Ten ways in which artificial intelligence and RPA will evolve in 2019

Ten ways in which artificial intelligence and RPA will evolve in 2019
Suman Reddy, MD, Pegasystems India
7 Jan, 2019

Artificial intelligence (AI) is becoming more mainstream in India as the country’s focus on the digital domain is ushering in new waves of efficiency and productivity. Double-digit growth in a trillion-dollar economy with the power of a single emerging technology shows its remarkable impact on not just the ease of brand-customer interactions but also in charting a journey in a world running on automated systems. 

With AI and robotic process automation (RPA) set to influence more spheres this year, here are some predictions for how things will progress in 2019:


The focus of AI will shift from cold intelligence to empathy

We’re moving beyond the point where cold analytical intelligence suffices for consumer-facing AI. Customers want to know that they are being viewed as individuals and not just as customer data records. In 2019, vendors will focus more on increasingly humanising AI with emotional intelligence and empathy. 

This means better understanding of context and longitudinal conversations, picking up on clues on customer motivation and intent, tone of voice, how people feel in a particular moment, where they are in their lifecycle, how they act in certain situations, and even what is happening around them. 

It also means effectively fusing AI systems with human agents, so the wisdom of AI and human crowds are used to deliver intelligent and empathetic customer experiences.

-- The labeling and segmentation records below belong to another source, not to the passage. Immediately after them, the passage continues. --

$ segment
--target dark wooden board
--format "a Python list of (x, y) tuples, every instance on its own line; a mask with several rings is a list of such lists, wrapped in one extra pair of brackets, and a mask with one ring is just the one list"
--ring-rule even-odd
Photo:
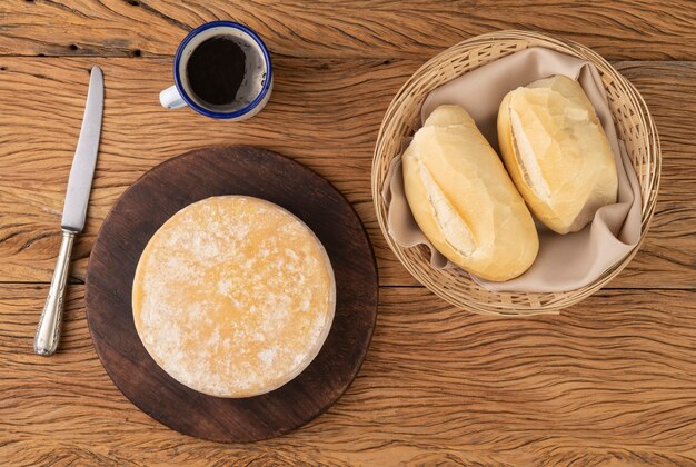
[[(287, 385), (246, 399), (207, 396), (169, 377), (148, 355), (132, 320), (132, 279), (150, 237), (183, 207), (220, 195), (255, 196), (294, 212), (321, 240), (336, 276), (336, 316), (317, 358)], [(355, 379), (377, 316), (375, 257), (350, 205), (311, 170), (243, 146), (193, 150), (136, 181), (105, 219), (86, 287), (95, 348), (118, 388), (180, 433), (228, 443), (271, 438), (324, 413)]]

Consumers will push to reclaim control and monetise their data 

The tug-of-war for ownership of customer data will heat up between businesses and customers themselves. Ownership of customer data will transition away from businesses and back towards customers themselves. 

New services will emerge that empower customers to even monetise their own personal data and rent it back to companies. Data is the fuel that powers AI, and customers will realise they have the power to drive their own AI-based experiences by reclaiming data control.

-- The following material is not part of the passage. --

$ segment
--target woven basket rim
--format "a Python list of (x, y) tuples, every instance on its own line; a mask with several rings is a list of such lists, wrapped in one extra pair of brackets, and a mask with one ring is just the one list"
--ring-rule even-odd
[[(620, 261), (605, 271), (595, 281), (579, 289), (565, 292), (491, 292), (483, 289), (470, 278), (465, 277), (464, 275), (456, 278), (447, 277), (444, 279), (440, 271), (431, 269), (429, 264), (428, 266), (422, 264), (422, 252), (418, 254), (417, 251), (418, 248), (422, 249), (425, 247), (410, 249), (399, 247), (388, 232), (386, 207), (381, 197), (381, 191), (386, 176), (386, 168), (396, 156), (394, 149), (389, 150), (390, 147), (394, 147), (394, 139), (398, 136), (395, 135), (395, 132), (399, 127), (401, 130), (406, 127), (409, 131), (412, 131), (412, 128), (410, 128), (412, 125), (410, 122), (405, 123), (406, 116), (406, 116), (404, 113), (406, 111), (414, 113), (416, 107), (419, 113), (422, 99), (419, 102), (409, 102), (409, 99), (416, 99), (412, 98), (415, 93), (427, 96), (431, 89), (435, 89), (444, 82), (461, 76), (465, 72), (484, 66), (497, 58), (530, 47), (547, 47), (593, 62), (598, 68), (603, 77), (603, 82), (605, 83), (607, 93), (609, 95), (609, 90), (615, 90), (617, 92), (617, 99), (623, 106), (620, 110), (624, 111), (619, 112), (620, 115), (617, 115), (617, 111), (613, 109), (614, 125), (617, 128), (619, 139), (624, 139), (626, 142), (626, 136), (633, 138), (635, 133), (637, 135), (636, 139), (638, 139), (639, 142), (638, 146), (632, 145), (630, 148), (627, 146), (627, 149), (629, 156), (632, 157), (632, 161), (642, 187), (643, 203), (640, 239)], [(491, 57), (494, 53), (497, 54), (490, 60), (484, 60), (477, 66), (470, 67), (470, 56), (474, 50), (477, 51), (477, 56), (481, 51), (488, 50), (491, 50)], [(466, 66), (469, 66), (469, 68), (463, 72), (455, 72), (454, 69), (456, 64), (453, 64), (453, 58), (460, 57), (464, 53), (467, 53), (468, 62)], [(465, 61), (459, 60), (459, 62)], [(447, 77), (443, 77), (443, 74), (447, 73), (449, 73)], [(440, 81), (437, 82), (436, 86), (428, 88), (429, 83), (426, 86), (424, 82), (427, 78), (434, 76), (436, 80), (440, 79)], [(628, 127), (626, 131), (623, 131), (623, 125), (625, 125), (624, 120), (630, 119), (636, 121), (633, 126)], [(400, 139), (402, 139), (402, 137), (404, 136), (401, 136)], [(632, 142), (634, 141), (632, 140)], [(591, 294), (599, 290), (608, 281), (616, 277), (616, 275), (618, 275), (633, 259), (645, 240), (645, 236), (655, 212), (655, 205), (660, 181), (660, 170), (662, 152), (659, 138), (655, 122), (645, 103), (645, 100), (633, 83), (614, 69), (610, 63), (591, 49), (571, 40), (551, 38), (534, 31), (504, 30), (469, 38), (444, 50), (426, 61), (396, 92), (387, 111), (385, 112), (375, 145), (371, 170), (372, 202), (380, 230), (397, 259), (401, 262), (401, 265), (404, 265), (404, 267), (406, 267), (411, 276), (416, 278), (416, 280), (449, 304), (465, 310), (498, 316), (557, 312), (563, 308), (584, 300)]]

Real-time interaction management (RTIM) reaches a tipping point

The early adopters of AI in RTIM are driving massive returns on their investments. But most organisations have remained skeptical, and early adopters have kept their cards close to their chest, guarding their competitive advantage. This year, their secrets will escape, and a new wave of firms will become RTIM’s early majority, stoking its growth. 

Any business not leveraging this purpose-built AI for customer engagement will feel the pressure to jump in to stay competitive.

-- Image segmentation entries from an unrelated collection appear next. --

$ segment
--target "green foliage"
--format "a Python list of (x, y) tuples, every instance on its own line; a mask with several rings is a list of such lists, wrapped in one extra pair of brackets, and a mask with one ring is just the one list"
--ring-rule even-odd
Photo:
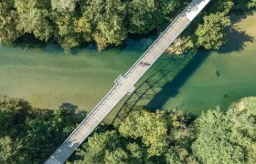
[(128, 5), (129, 31), (143, 34), (153, 30), (179, 5), (177, 0), (133, 0)]
[(210, 14), (204, 16), (196, 31), (197, 45), (207, 49), (219, 49), (226, 42), (225, 29), (230, 20), (224, 13)]
[(74, 12), (78, 0), (51, 0), (51, 8), (58, 12)]
[(0, 2), (0, 44), (6, 44), (19, 36), (16, 29), (17, 13), (13, 5), (14, 1)]
[(73, 112), (32, 108), (0, 97), (0, 163), (42, 163), (72, 132)]
[[(107, 160), (114, 160), (123, 158), (124, 154), (121, 148), (121, 140), (116, 131), (107, 131), (102, 134), (95, 134), (89, 138), (88, 142), (77, 152), (78, 156), (83, 157), (86, 163), (104, 163)], [(113, 152), (116, 150), (116, 152)], [(112, 152), (112, 153), (111, 153)], [(108, 157), (112, 156), (112, 157)], [(80, 163), (76, 161), (75, 163)], [(82, 162), (81, 162), (82, 163)]]
[[(91, 41), (101, 51), (123, 44), (129, 33), (146, 34), (165, 27), (188, 3), (188, 0), (1, 2), (0, 43), (10, 43), (31, 34), (41, 41), (56, 41), (67, 51)], [(205, 12), (207, 15), (203, 15), (204, 23), (198, 21), (198, 26), (191, 26), (190, 32), (176, 45), (177, 50), (171, 48), (171, 52), (178, 55), (197, 46), (207, 49), (219, 48), (226, 41), (225, 29), (230, 24), (227, 15), (234, 3), (235, 7), (247, 9), (256, 6), (255, 0), (212, 1), (211, 7)], [(189, 38), (187, 42), (187, 38)], [(185, 44), (183, 48), (178, 47), (179, 43)]]
[(160, 156), (167, 146), (167, 118), (164, 111), (150, 113), (143, 110), (141, 114), (130, 115), (119, 127), (123, 137), (142, 138), (149, 147), (148, 156)]
[(197, 119), (197, 140), (193, 153), (204, 163), (240, 163), (244, 159), (241, 147), (229, 140), (230, 128), (219, 109), (203, 113)]
[[(44, 1), (43, 1), (44, 2)], [(53, 34), (53, 26), (48, 20), (49, 11), (46, 4), (37, 0), (16, 0), (15, 7), (18, 14), (16, 29), (21, 34), (33, 34), (42, 41), (48, 41)]]
[(256, 7), (256, 0), (234, 0), (235, 5), (242, 9)]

The customer value officer will emerge as a key player

Organisations strive to create mutual value through relationships with their customers. But whose responsibility is it to make sure it happens? Say “hello” to the customer value officer, whose responsibilities will only expand as AI proliferates. 

Customer value officers will emerge as a key link in balancing a customer’s needs and interests on the one hand, and the company’s business objectives on the other. It’s not the products that create the value; it’s the customers paying for them. Customer value officers will need AI for that balancing act, continuously optimising for value during millions of interactions, across products, channels, and functions such as sales and service.

AI transparency will permeate customer engagement

The General Data Protection Regulation (GDPR) reflects a societal demand for data privacy and decision transparency. For many organisations, this means re-examining how they’re using AI. 

On the one hand, AI can be a black box and overflowing with learned biases; on the other, it can drive much smoother, more personalised customer engagement. Organisations can control and regulate AI judgement/decisions and how they tie into the ability to manage bias and ethical issues. Based on increasing customer demands and regulations, the ability to fully explain AI decision-making will become a key factor in how businesses deploy this power in the year ahead. 


The overhyped ‘RPA bubble’ finally bursts

RPA users will enter the trough of disillusionment. They have been told RPA is a cure all for digital transformation and process inefficiencies but are finding it is not right for every situation, doesn’t scale, and is hard to deploy.

RPA 2.0 will sit on the sidelines... for now 

True Cognitive RPA – where AI is embedded directly in RPA to add intelligence to processes – is still quite far from being a reality. Though RPA will remain a largely unsophisticated process in 2019, we will see more examples of AI and RPA working side by side next year.

Organisations start to sunset RPA bot for more permanent fixes

Some forward-thinking businesses will start to migrate from temporary bots that mask deep processing problems on the surface to a more permanent solutions – such as Digital Process Automation — that fixes these problems at their core.

Broken bots shine a light on shadow RPA 

Bots deployed by rogue players will start to create major IT headaches as they begin to break and cost more to maintain then they are actually worth, forcing organisations to rethink who gets to author bots and how to maintain them.

RPA becomes more than a cost play 

Moving beyond the obvious cost benefits, organisations will focus more on using RPA to improve customer experiences by assembling disparate processes together to get closer to end-to-end automation.

The writer is the managing director of software firm Pegasystems India. The views expressed are personal.